J D Schipilow, H M Macdonald, A M Liphardt, M Kan, S K Boyd

Publikation: Beitrag in FachzeitschriftZeitschriftenaufsätzeForschungBegutachtung


Athletes participating in sports characterized by specific loading modalities have exhibited different levels of augmentation of bone properties; however, the extent to which these loading environments affect bone micro-architecture and estimated bone strength (i.e., bone quality) remains unclear. Furthermore, the relative role of impact loading versus loading due to muscle forces in determining bone properties is confounded. The objectives of this study were 1) to examine the role of impact loading on bone quality of the distal radius and distal tibia in elite athletes, as determined by high resolution peripheral quantitative computed tomography (HR-pQCT) and finite element analysis (FEA), and 2) to investigate the relationship between bone quality and muscle strength in elite athletes. Ninety-five females (n=59) and males (n=36) between the ages of 16-30 years participated in the study. Participants included alpine skiers (high-impact), soccer players (moderate impact), swimmers (low-impact), and non-athletic controls.
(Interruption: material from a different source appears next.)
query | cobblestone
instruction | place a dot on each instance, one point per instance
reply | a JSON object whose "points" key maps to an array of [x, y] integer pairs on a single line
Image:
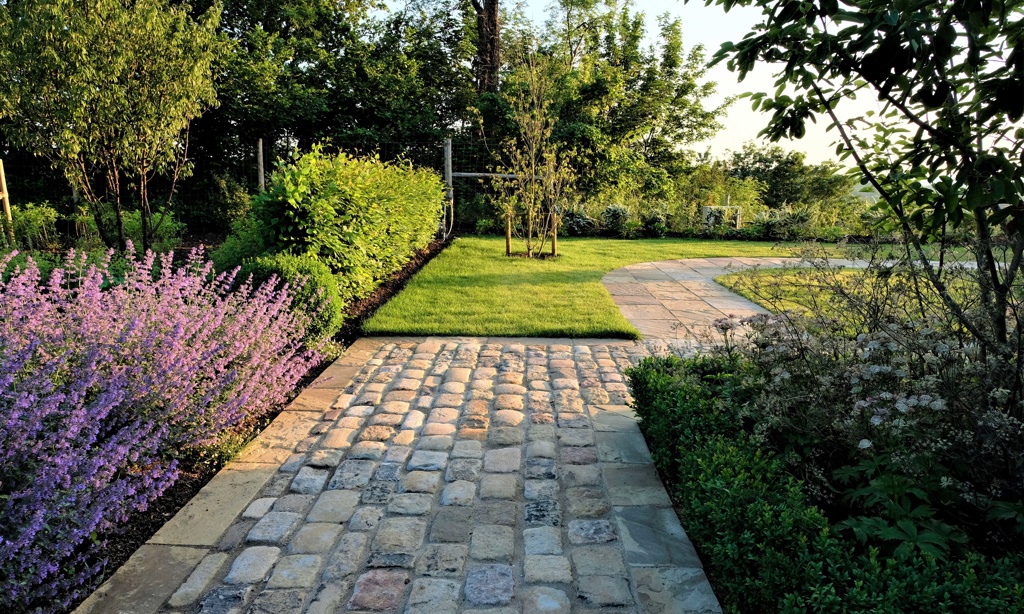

All group comparisons were made after accounting for age, height, and body mass. As expected, minimal differences in HR-pQCT parameters across groups were observed at the non weight-bearing distal radius. At the weight-bearing distal tibia, female alpine skiers and soccer players had significantly higher bone density, cortical thickness, and failure load (i.e., bone strength (N) in compression estimated by FEA) than swimmers (p<0.05). Female alpine skiers also had lower trabecular separation than swimmers and controls. Male alpine skiers had 20% higher trabecular bone mineral density than swimmers, and male soccer players exhibited 22% higher trabecular number than swimmers at the distal tibia (p<0.05). Male alpine skiers and soccer players had 28-38% higher failure load at the distal tibia than swimmers. No differences in bone parameters were observed between swimmers and controls for either sex at either site. Both muscle strength and sporting activity were predictors of failure load at the distal tibia in the female cohort. Sporting activity, but not muscle strength, was a significant predictor of failure load in the male cohort at both the radius and tibia. This data suggests that impact loading in sporting activity is highly associated with bone quality. Longitudinal and interventional studies are required to further clarify the muscle-bone interaction.